Ai Frontiers 2026

Time-to-First-Token vs Word Error Rate: Picking an STT API in 2026

The fast-and-leaky vs slow-and-tight split between Deepgram and Gradium is now the production-defining buying decision for voice agents.

By June 28, 202610 min read
STT API benchmark 2026speech to text latencyvoice agent STT comparison
Time-to-First-Token vs Word Error Rate: Picking an STT API in 2026

Deepgram's Nova-3 returns its first transcribed token in roughly 150 milliseconds. Gradium's stt-translate API, which launched June 21, 2026, can take 300 to 500ms to do the same job.

That gap, measured in tenths of a second, is now the single most consequential buying decision in voice AI infrastructure. Most buyer guides still floating around the web were written in 2023 and treat speech-to-text as a commodity accuracy contest.

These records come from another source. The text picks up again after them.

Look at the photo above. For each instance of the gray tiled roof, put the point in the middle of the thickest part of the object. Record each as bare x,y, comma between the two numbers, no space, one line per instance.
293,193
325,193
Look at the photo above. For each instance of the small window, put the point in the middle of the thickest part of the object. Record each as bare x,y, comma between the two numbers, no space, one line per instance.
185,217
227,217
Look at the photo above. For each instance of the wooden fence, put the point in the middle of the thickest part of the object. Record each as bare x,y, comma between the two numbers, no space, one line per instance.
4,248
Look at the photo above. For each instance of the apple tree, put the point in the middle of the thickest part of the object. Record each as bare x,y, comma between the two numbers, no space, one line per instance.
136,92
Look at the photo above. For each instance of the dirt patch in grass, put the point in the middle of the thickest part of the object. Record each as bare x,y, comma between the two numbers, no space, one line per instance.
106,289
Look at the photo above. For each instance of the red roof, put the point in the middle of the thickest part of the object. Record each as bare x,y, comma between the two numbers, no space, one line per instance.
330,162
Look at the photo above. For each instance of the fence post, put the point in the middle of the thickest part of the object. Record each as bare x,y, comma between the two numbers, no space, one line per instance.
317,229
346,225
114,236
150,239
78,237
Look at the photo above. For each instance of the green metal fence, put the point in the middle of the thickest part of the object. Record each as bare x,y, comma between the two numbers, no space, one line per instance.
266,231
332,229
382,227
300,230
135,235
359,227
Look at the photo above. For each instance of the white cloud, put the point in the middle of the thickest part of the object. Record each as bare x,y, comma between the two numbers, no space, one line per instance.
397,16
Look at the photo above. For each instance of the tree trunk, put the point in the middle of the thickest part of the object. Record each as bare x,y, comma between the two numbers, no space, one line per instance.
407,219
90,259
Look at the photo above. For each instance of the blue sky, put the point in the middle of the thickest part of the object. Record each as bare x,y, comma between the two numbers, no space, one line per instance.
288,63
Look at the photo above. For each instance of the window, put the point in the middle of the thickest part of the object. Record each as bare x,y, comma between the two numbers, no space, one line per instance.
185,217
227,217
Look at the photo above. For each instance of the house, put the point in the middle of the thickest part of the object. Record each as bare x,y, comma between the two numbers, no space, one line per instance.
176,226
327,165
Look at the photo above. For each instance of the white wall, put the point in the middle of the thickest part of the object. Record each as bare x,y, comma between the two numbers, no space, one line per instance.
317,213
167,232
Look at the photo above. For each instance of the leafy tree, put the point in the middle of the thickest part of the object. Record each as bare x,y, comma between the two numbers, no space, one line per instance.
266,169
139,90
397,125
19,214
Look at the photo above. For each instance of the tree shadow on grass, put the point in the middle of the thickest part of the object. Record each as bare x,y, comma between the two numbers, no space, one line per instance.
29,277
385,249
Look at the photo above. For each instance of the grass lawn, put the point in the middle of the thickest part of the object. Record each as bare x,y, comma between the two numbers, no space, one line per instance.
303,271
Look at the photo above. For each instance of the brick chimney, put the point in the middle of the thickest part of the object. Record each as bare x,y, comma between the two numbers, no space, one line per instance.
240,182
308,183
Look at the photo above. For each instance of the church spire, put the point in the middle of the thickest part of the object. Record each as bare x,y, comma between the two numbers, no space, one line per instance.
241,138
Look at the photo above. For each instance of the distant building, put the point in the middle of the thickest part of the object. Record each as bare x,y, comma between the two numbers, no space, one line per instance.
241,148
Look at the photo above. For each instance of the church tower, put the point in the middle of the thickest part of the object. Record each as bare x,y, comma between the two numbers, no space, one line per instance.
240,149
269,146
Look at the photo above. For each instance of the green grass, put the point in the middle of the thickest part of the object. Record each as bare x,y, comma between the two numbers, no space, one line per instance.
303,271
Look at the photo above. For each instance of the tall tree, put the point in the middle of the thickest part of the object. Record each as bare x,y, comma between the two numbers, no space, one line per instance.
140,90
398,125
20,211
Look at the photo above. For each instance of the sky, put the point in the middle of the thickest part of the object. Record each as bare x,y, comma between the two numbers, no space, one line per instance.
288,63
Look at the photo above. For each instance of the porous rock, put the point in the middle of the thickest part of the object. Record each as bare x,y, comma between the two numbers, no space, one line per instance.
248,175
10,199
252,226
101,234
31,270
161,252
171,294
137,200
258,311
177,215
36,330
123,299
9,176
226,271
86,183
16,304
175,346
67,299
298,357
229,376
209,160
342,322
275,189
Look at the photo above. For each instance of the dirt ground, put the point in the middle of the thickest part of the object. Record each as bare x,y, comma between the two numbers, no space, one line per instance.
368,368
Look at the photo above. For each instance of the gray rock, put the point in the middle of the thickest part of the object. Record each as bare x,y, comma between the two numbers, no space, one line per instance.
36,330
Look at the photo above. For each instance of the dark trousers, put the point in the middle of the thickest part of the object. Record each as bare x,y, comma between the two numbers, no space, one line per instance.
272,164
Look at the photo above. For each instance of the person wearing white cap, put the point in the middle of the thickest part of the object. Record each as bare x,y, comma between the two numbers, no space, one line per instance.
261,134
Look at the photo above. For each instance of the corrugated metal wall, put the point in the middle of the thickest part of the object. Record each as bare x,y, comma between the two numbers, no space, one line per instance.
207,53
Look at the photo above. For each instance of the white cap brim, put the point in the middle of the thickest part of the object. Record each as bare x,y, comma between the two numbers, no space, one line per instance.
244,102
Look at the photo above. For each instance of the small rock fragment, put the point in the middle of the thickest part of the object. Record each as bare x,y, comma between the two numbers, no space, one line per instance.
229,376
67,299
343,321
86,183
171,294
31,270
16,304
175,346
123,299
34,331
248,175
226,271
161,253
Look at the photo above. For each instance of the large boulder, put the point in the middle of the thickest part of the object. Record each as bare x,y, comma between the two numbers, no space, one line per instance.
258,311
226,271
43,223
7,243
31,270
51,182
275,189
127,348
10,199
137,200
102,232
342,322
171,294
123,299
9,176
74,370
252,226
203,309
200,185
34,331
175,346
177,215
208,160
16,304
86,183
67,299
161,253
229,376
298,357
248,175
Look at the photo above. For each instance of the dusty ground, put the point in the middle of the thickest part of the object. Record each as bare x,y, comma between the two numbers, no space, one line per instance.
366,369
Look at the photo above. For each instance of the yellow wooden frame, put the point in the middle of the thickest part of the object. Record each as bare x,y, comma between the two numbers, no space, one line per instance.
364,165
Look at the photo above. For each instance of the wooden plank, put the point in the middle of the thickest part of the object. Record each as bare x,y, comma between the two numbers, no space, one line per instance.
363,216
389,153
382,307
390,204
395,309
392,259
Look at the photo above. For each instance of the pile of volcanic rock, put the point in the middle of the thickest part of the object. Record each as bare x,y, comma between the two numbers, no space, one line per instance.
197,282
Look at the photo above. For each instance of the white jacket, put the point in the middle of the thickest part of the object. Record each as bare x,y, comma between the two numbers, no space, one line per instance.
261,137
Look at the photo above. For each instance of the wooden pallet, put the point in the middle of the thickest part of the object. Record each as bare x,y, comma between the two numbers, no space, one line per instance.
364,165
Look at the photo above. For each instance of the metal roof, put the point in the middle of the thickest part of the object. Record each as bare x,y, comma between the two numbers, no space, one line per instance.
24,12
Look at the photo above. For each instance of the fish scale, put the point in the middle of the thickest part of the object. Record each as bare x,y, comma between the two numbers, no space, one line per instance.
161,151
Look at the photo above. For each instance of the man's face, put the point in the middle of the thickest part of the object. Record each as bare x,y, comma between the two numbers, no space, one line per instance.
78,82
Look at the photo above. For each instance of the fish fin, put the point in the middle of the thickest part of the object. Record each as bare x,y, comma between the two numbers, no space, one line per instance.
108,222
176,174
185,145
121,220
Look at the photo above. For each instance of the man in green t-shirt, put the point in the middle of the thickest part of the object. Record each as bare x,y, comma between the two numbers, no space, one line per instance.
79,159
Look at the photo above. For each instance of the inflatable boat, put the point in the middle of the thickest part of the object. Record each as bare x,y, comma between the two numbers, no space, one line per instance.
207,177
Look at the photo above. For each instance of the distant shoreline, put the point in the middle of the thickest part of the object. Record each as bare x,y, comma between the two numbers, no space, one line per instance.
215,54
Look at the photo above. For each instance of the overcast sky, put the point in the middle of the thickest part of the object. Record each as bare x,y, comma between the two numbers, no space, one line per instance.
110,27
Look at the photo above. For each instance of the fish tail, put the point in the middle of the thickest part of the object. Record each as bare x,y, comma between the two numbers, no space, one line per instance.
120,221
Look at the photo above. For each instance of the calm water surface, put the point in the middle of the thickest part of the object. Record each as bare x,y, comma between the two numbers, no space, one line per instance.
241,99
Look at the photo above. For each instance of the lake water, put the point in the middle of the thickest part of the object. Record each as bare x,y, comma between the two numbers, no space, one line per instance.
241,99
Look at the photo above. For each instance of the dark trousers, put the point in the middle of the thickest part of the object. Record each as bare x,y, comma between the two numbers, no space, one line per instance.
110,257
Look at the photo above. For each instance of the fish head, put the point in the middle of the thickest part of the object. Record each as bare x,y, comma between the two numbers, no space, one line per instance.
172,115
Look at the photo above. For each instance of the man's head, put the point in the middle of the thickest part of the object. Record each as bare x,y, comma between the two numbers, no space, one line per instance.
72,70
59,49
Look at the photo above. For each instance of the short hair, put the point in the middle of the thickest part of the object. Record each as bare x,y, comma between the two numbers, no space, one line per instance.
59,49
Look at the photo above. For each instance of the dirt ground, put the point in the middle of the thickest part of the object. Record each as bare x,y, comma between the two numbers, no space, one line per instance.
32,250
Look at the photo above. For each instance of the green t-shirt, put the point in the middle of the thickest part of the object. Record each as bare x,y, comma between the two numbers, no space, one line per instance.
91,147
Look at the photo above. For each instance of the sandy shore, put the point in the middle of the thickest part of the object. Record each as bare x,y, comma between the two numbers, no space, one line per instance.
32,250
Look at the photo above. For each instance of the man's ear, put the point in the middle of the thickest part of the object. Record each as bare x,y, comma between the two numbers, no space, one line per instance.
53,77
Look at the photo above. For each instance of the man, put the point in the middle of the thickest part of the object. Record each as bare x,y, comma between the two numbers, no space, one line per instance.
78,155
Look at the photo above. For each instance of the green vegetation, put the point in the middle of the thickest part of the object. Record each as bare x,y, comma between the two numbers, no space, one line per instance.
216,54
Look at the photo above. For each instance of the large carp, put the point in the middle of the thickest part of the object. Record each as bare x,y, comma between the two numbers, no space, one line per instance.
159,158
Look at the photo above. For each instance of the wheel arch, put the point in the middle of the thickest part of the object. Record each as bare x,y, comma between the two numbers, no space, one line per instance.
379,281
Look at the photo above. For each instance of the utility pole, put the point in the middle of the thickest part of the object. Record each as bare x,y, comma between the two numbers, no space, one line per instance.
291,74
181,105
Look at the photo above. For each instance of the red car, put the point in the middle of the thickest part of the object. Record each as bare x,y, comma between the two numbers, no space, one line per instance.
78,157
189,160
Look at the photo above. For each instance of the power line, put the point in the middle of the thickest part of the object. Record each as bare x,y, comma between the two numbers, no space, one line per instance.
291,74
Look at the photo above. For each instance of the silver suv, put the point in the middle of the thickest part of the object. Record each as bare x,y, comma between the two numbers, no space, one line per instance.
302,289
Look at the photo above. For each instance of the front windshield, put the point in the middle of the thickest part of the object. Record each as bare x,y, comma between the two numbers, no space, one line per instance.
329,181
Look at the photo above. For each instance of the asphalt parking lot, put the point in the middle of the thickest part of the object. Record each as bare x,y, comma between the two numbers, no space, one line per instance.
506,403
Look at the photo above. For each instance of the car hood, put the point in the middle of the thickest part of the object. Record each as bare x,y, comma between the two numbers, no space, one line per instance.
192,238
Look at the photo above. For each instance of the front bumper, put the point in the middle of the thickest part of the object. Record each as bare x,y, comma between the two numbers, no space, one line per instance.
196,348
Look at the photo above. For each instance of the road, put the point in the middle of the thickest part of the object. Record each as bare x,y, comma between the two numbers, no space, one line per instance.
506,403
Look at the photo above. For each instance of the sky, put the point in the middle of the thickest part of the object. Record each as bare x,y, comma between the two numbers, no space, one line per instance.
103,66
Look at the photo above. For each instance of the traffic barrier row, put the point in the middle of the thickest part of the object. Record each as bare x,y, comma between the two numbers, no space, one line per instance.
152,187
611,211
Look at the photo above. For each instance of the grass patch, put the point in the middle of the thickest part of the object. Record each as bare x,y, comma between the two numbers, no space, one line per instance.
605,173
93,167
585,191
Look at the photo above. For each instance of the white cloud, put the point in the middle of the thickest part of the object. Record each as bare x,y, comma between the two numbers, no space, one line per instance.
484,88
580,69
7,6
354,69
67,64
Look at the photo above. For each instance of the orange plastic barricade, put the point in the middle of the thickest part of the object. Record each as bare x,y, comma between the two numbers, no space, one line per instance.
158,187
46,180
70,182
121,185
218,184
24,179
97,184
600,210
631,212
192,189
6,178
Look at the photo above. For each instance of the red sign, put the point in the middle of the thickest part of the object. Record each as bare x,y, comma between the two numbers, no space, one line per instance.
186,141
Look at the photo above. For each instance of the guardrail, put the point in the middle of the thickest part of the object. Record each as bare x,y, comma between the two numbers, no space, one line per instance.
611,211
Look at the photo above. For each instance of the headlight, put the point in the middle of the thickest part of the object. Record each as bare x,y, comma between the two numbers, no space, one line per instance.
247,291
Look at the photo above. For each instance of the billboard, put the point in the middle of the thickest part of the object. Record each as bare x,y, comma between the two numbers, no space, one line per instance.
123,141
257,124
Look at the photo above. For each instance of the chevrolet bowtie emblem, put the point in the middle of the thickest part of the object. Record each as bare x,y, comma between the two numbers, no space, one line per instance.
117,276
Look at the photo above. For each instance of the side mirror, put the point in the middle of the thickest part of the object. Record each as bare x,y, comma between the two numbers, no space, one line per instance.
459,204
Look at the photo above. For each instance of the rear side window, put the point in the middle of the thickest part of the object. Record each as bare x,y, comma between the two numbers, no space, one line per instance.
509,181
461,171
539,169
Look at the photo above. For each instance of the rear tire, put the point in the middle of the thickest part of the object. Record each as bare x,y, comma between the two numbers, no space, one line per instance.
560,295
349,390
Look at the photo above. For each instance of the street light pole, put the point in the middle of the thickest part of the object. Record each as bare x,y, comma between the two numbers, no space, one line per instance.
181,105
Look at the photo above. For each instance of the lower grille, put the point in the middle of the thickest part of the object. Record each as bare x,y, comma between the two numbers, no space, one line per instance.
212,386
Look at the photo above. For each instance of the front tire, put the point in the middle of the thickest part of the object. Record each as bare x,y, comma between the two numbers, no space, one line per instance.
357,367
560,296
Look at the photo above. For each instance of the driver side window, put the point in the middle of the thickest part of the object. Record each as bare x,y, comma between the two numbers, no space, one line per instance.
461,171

The 2026 market is bifurcated along a different axis: fast-and-leaky versus slow-and-tight.

A real-time STT API benchmark in 2026 is really two benchmarks stitched together. Time-to-first-token (TTFT) measures the latency from when a user stops speaking to when the first transcribed word comes back.

Word error rate (WER) measures how many words the transcript gets wrong. Lower is better on both. Almost no shipping API wins both at once, which is why the Deepgram vs Gradium comparison has become the cleanest illustration of the tradeoff practitioners actually face.

TL;DR

  • Deepgram Nova-3 leads commercial cloud STT on TTFT (~150, 250ms p50) but sits at 7, 12% WER on mixed-condition audio.
  • Gradium, launched June 21, 2026 with a $70M seed, hits WER as low as 1.62% on controlled English benchmarks but runs 2, 3x slower.
  • End-to-end voice models (GPT-Realtime-2, Gemini 3.5 Live, Grok Voice Agent) are compressing entry pricing toward $0.05/min but do not yet replace dedicated STT for compliance, on-prem, or transcript-fidelity workloads.
  • Pick TTFT when STT feeds an LLM. Pick WER when the transcript itself is the product.

Key takeaways

  • The 25.2% WER figure sometimes attributed to Deepgram is not supported by 2026 benchmarks; Nova-3 lands at 7, 12% on mixed audio per independent testing.
  • Gradium's accuracy edge is real but narrow: 1.62% WER on Speechmatics English-only controlled testing, per the Coval STT benchmark dated May 4, 2026.
  • Cartesia's Ink-2 sits on the streaming Pareto frontier at 0.21s TTFT and 3.59% WER, per the Artificial Analysis AA-WER Streaming report (June 1, 2026).
  • At 50,000 minutes per day, STT cost is rarely the dominant line item; GPU compute for the downstream LLM is typically 40x larger.
  • Google's own developer community has confirmed Gemini Live's input_audio_transcription returns text that diverges from what the model internally processes.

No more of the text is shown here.